Dass Apple seine Umsätze so vehement und verbissen verteidigt, dass man sich sogar mit der EU anzulegen bereit ist, weist obendrein auf tieferliegende Probleme des Konzerns hin. Denn großartige Innovation von Apple ist seit Steve Jobs' Tod eher die Ausnahme als die Regel. Nachfolger Tim Cook galt von Anfang an als eher dröger Ersatz mit dem Charme und Esprit einer Flasche Holzleim. Die iPhone-Umsätze des Konzerns erreichen zwar noch immer schwindelerregende Höhen, und Cook hat daran zweifelsohne einen hohen Anteil. Sie wachsen aber nicht mehr wesentlich, weil der Markt der Smartphones gesättigt ist. In Sachen KI, dem aktuell alles überstrahlenden Thema, ist Apple schlecht aufgestellt. Die letzte echte Innovation war die Apple Watch, Teil eines ebenfalls mittlerweile gesättigten Wearable-Marktes – und Apples AR-Brille versucht gerade erst, so richtig durchzustarten.

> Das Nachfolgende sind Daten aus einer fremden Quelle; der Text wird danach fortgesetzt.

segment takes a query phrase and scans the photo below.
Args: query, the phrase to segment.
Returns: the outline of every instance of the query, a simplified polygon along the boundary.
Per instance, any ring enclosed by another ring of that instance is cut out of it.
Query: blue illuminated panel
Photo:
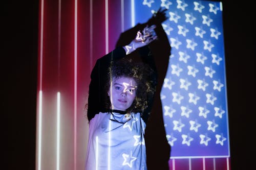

Man will entsprechend lieber mit den Pfunden wuchern, die man hat. Das alles erinnert frappierend an einen anderen Konzern in früheren Jahren: Microsoft. Nach dem Ausscheiden von Bill Gates übernahm dort Steve Ballmer 2000 das Regiment und führte den Konzern zunächst in Form von Windows XP zu einem globalen Megaerfolg. Je länger Ballmers Herrschaft dauerte, desto träger und behäbiger wurde Microsoft allerdings. Zentrale Trends wie den Smartphone-Boom oder das aufkommende Cloud-Computing verschlief man. 2014, also nach 14 Jahren, war dann für Ballmer Schluss und Satya Nadella begann damit, Microsoft sukzessive neues Leben einzuhauchen. Azure etwa gäbe es in seiner heutigen Form ohne Nadella wohl so nicht.

Tim Cook beginnt 2024 sein 14. Jahr als CEO von Apple. Er vollendet zudem sein 64. Lebensjahr und ist insofern auch kein ganz junger Hüpfer mehr. Noch sitzt er zwar fest im Sattel – in den Dimensionen, in denen Apple sich (vor allem finanziell) bewegt, kann sich das allerdings einigermaßen flott ändern. Apple täte gut daran, sich auf moderne Trends wie KI und andere Dinge zu fokussieren, statt mit Regulierern wie der EU Grabenkämpfe anzuzetteln. Vielleicht ist dafür frischer Wind nötig. Und wer weiß: Vielleicht beglückt Tim Cook die Welt bis dahin ja noch damit, schnaufend über irgendeine Bühne zu rennen und seine Liebe für die Entwickler kundzutun, die über diverse App Stores zum Erfolg der iOS-Plattform beitragen. Das ist zwar nicht sehr wahrscheinlich. Aber man wird ja wohl noch träumen dürfen.